For renowned Lu Xun scholar Theodore Huters, Professor Emeritus of Chinese at the University of California, Los Angeles and editor of Cheng’s new rendition, Lu Xun’s attitude toward what he calls a “binary between China and the West” presents a historical puzzle. On the one hand, Lu Xun’s mission to revitalize the culture of his native land by seeking “new voices from alien lands” bespoke a deep antipathy toward the dominant value system and cultural heritage of the Confucian tradition. Yet, despite being a vocal detractor of the expressive potential of literary Chinese, the co-editor of New Youth continued to compose poetry according to classical conventions. Having grappled with this paradox for almost fifty years, Professor Huters reminds us that Lu Xun, who had reached “intellectual maturity” during the two decades between 1895 and 1915, the only period in which he produced substantially theoretical writings, was the product of an ongoing cultural crisis.

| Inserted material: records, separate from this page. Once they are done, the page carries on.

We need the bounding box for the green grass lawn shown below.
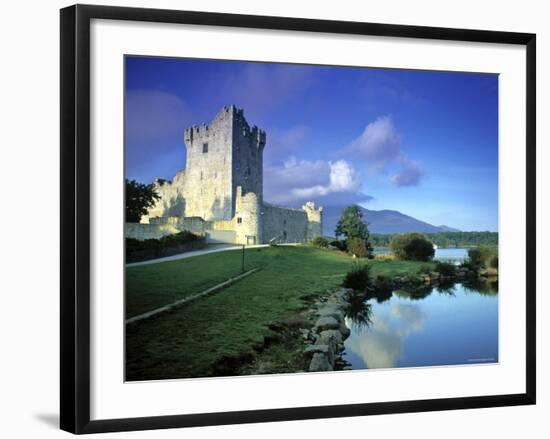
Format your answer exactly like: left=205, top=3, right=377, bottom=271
left=126, top=246, right=436, bottom=380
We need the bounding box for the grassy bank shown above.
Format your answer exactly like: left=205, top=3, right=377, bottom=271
left=126, top=246, right=434, bottom=380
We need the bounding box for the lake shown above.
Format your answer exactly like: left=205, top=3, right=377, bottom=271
left=372, top=247, right=468, bottom=264
left=342, top=280, right=498, bottom=369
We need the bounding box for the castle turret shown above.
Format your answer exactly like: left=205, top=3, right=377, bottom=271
left=184, top=105, right=265, bottom=221
left=302, top=201, right=323, bottom=241
left=234, top=186, right=263, bottom=245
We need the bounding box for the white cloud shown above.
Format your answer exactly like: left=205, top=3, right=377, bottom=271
left=343, top=116, right=401, bottom=170
left=293, top=160, right=359, bottom=198
left=264, top=157, right=370, bottom=205
left=391, top=156, right=424, bottom=187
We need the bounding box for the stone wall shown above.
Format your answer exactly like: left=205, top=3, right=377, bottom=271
left=125, top=223, right=179, bottom=241
left=140, top=105, right=322, bottom=244
left=149, top=216, right=208, bottom=236
left=262, top=204, right=307, bottom=243
left=302, top=201, right=323, bottom=241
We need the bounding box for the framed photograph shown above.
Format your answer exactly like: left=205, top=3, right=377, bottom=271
left=61, top=5, right=536, bottom=433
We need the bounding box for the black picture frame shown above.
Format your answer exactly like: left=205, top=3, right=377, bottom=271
left=60, top=5, right=536, bottom=434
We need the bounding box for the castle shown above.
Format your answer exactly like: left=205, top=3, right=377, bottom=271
left=133, top=105, right=323, bottom=245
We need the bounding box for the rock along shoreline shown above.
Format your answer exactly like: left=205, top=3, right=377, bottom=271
left=304, top=268, right=498, bottom=372
left=305, top=288, right=353, bottom=372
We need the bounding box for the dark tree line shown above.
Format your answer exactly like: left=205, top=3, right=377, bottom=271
left=370, top=232, right=498, bottom=247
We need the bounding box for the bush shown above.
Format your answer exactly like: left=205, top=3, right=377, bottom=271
left=374, top=275, right=393, bottom=292
left=342, top=265, right=369, bottom=291
left=434, top=261, right=456, bottom=276
left=330, top=239, right=348, bottom=252
left=468, top=245, right=498, bottom=268
left=374, top=253, right=395, bottom=261
left=390, top=233, right=435, bottom=261
left=312, top=236, right=328, bottom=248
left=417, top=265, right=437, bottom=274
left=347, top=238, right=369, bottom=258
left=126, top=230, right=202, bottom=254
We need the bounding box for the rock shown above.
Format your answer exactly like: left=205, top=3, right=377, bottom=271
left=304, top=344, right=329, bottom=356
left=309, top=352, right=334, bottom=372
left=319, top=305, right=344, bottom=321
left=304, top=344, right=338, bottom=367
left=315, top=316, right=340, bottom=332
left=339, top=322, right=351, bottom=338
left=315, top=329, right=343, bottom=350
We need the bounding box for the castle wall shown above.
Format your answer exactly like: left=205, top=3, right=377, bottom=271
left=232, top=109, right=266, bottom=208
left=262, top=204, right=307, bottom=243
left=142, top=106, right=322, bottom=248
left=149, top=216, right=207, bottom=236
left=233, top=186, right=263, bottom=245
left=183, top=107, right=234, bottom=221
left=125, top=223, right=179, bottom=241
left=302, top=201, right=323, bottom=241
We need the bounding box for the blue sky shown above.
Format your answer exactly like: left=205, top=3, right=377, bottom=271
left=125, top=56, right=498, bottom=231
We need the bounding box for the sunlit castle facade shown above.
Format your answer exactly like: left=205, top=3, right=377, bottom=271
left=142, top=105, right=323, bottom=245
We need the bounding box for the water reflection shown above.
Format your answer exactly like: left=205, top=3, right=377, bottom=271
left=344, top=279, right=498, bottom=369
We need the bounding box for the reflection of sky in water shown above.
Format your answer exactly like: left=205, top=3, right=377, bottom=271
left=344, top=284, right=498, bottom=369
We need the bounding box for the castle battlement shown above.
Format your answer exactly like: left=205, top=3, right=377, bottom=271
left=144, top=105, right=322, bottom=244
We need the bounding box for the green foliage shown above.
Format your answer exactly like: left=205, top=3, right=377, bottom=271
left=434, top=261, right=456, bottom=276
left=418, top=265, right=437, bottom=274
left=126, top=179, right=160, bottom=223
left=342, top=265, right=369, bottom=291
left=468, top=245, right=498, bottom=268
left=370, top=232, right=498, bottom=248
left=125, top=246, right=362, bottom=380
left=347, top=238, right=369, bottom=258
left=390, top=233, right=435, bottom=261
left=126, top=230, right=202, bottom=254
left=334, top=204, right=369, bottom=242
left=330, top=239, right=348, bottom=252
left=312, top=236, right=328, bottom=248
left=374, top=275, right=393, bottom=292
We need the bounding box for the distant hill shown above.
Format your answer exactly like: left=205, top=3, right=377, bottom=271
left=323, top=206, right=460, bottom=236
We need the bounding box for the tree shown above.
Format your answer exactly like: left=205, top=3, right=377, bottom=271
left=390, top=233, right=435, bottom=261
left=334, top=204, right=372, bottom=257
left=126, top=179, right=160, bottom=223
left=347, top=238, right=369, bottom=258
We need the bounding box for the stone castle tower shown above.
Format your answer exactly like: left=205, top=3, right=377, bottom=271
left=185, top=105, right=266, bottom=221
left=142, top=105, right=322, bottom=244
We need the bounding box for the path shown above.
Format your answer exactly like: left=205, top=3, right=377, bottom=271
left=126, top=244, right=269, bottom=267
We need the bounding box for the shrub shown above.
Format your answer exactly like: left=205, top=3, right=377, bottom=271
left=312, top=236, right=328, bottom=248
left=330, top=239, right=348, bottom=252
left=468, top=245, right=498, bottom=268
left=390, top=233, right=435, bottom=261
left=347, top=238, right=369, bottom=258
left=126, top=230, right=202, bottom=254
left=374, top=253, right=395, bottom=261
left=418, top=265, right=437, bottom=274
left=434, top=261, right=456, bottom=276
left=374, top=275, right=393, bottom=291
left=342, top=265, right=369, bottom=291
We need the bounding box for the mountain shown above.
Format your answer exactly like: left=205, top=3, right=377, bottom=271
left=323, top=206, right=460, bottom=236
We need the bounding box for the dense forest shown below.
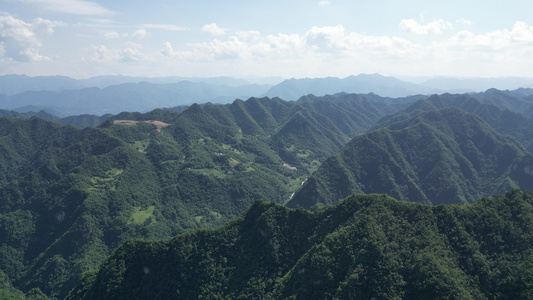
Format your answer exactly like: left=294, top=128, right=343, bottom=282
left=67, top=190, right=533, bottom=299
left=0, top=90, right=533, bottom=299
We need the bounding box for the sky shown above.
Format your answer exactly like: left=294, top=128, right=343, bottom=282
left=0, top=0, right=533, bottom=78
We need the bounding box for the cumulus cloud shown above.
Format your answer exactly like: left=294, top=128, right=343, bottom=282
left=120, top=42, right=147, bottom=62
left=161, top=42, right=174, bottom=57
left=104, top=31, right=120, bottom=39
left=92, top=42, right=145, bottom=63
left=0, top=15, right=64, bottom=61
left=141, top=24, right=189, bottom=31
left=16, top=0, right=114, bottom=16
left=399, top=19, right=453, bottom=35
left=202, top=23, right=226, bottom=35
left=133, top=28, right=148, bottom=40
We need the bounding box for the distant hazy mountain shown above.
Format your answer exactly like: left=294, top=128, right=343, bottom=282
left=288, top=108, right=531, bottom=208
left=0, top=75, right=268, bottom=95
left=265, top=74, right=439, bottom=100
left=420, top=77, right=533, bottom=93
left=0, top=81, right=270, bottom=116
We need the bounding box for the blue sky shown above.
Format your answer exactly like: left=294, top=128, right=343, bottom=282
left=0, top=0, right=533, bottom=78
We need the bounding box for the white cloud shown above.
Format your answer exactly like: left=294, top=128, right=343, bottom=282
left=141, top=24, right=189, bottom=31
left=17, top=0, right=114, bottom=16
left=202, top=23, right=226, bottom=35
left=161, top=42, right=175, bottom=57
left=92, top=42, right=145, bottom=63
left=133, top=28, right=148, bottom=40
left=104, top=31, right=120, bottom=39
left=120, top=42, right=147, bottom=62
left=399, top=19, right=453, bottom=35
left=20, top=48, right=50, bottom=61
left=455, top=19, right=474, bottom=26
left=0, top=15, right=60, bottom=61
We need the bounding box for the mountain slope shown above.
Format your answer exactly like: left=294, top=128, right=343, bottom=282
left=369, top=94, right=533, bottom=151
left=0, top=95, right=416, bottom=298
left=288, top=108, right=530, bottom=207
left=0, top=81, right=272, bottom=116
left=67, top=191, right=533, bottom=299
left=264, top=74, right=438, bottom=100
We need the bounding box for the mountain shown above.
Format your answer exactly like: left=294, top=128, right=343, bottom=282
left=67, top=190, right=533, bottom=299
left=0, top=81, right=269, bottom=116
left=369, top=94, right=533, bottom=152
left=420, top=77, right=533, bottom=93
left=0, top=95, right=408, bottom=298
left=287, top=108, right=533, bottom=207
left=472, top=88, right=533, bottom=119
left=264, top=74, right=438, bottom=100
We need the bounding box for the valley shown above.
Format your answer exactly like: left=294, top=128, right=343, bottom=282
left=0, top=80, right=533, bottom=299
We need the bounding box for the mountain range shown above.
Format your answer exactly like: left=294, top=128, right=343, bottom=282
left=4, top=74, right=533, bottom=117
left=0, top=84, right=533, bottom=299
left=67, top=191, right=533, bottom=300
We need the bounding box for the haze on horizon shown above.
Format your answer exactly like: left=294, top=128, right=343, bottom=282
left=0, top=0, right=533, bottom=78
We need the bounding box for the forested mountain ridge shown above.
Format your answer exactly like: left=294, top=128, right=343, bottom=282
left=369, top=94, right=533, bottom=151
left=67, top=190, right=533, bottom=300
left=0, top=95, right=410, bottom=298
left=288, top=108, right=533, bottom=207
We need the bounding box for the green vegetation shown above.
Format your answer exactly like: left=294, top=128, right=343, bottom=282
left=5, top=89, right=533, bottom=299
left=0, top=95, right=404, bottom=298
left=67, top=190, right=533, bottom=299
left=288, top=108, right=533, bottom=208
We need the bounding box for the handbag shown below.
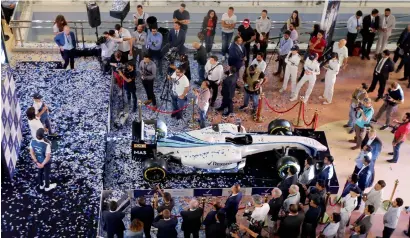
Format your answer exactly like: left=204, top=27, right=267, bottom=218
left=197, top=31, right=205, bottom=41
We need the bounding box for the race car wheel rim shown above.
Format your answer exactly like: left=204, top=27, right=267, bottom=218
left=144, top=167, right=166, bottom=182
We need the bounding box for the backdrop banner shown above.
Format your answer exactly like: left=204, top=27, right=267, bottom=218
left=320, top=0, right=340, bottom=46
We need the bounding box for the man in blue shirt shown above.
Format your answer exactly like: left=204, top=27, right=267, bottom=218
left=349, top=98, right=374, bottom=150
left=54, top=25, right=76, bottom=69
left=274, top=30, right=293, bottom=76
left=30, top=128, right=57, bottom=192
left=147, top=26, right=162, bottom=76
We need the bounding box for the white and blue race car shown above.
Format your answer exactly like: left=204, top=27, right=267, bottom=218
left=132, top=120, right=328, bottom=182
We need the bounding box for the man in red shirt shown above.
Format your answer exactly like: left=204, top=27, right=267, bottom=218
left=309, top=30, right=326, bottom=59
left=387, top=112, right=410, bottom=163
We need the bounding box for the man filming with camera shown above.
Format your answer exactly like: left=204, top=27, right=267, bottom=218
left=371, top=82, right=404, bottom=130
left=117, top=62, right=137, bottom=112
left=168, top=67, right=189, bottom=120
left=349, top=98, right=374, bottom=150
left=139, top=54, right=157, bottom=107
left=97, top=30, right=117, bottom=74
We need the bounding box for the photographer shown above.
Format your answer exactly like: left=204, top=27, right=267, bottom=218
left=97, top=31, right=117, bottom=74
left=194, top=81, right=211, bottom=128
left=118, top=62, right=137, bottom=112
left=216, top=66, right=236, bottom=117
left=349, top=98, right=374, bottom=150
left=248, top=194, right=270, bottom=234
left=132, top=25, right=147, bottom=65
left=168, top=67, right=189, bottom=120
left=387, top=112, right=410, bottom=163
left=115, top=24, right=133, bottom=64
left=110, top=51, right=123, bottom=92
left=371, top=82, right=404, bottom=130
left=343, top=83, right=368, bottom=134
left=274, top=30, right=293, bottom=76
left=205, top=55, right=224, bottom=107
left=139, top=54, right=157, bottom=107
left=192, top=42, right=206, bottom=85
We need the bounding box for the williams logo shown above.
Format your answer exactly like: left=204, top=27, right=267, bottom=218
left=207, top=161, right=233, bottom=166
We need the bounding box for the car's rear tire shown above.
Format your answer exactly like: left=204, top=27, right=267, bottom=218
left=143, top=158, right=168, bottom=183
left=276, top=155, right=301, bottom=178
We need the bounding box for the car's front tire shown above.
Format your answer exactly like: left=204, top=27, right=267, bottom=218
left=143, top=158, right=168, bottom=183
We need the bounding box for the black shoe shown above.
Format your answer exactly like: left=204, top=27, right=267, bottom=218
left=380, top=125, right=389, bottom=131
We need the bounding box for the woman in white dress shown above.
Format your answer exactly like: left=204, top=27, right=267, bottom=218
left=319, top=52, right=340, bottom=104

The relationship between China and the West has always been conceived as a binary since the mid-nineteenth-century. Which world had more appeal, or seemed stronger shifted over time. Reformists in the 1860s believed firmly in the inferiority of the “barbarian” (yi 夷, a traditionally pejorative term for foreigners) position in the China-West comparison.

Increasingly however, in the eyes of many Chinese, the “West” began to equal and even surpass China—particularly following China’s defeat at the hands of Japan in 1895. Defeat by the de facto protege of the West shattered confidence in traditional values and social norms and caused a paradigm shift in the field of cultural studies from “China versus the West” to “Old versus New.” It was in this broader trend of contestation in Chinese cultural discourse at the beginning of the twentieth-century that Lu Xun forged his own path. Although the binary would stabilize again from 1915 onwards, this time in favor of the West, Lu Xun never truly outgrew the zeitgeist of ambivalence.

Thus riddled with contradictions, Lu Xun’s legacy presents translators with the daunting task of representation: How does one convey the cultural, intellectual, and historical subtexts that undergird Wild Grass and Morning Blossoms Gathered at Dusk, both of which contain layered and intertwining voices from a universal yet diverse cast of characters? What shall we make of the Buddhist and Christian connotations, as one participant in the webinar observed, that also populate many of his works? In the end, we cannot help but think of Eileen Cheng’s own voice as a translator. If Lu Xun sought “new voices from alien lands,” what we heard today was not just a voice from an alien land but, more importantly perhaps, a voice from a different time.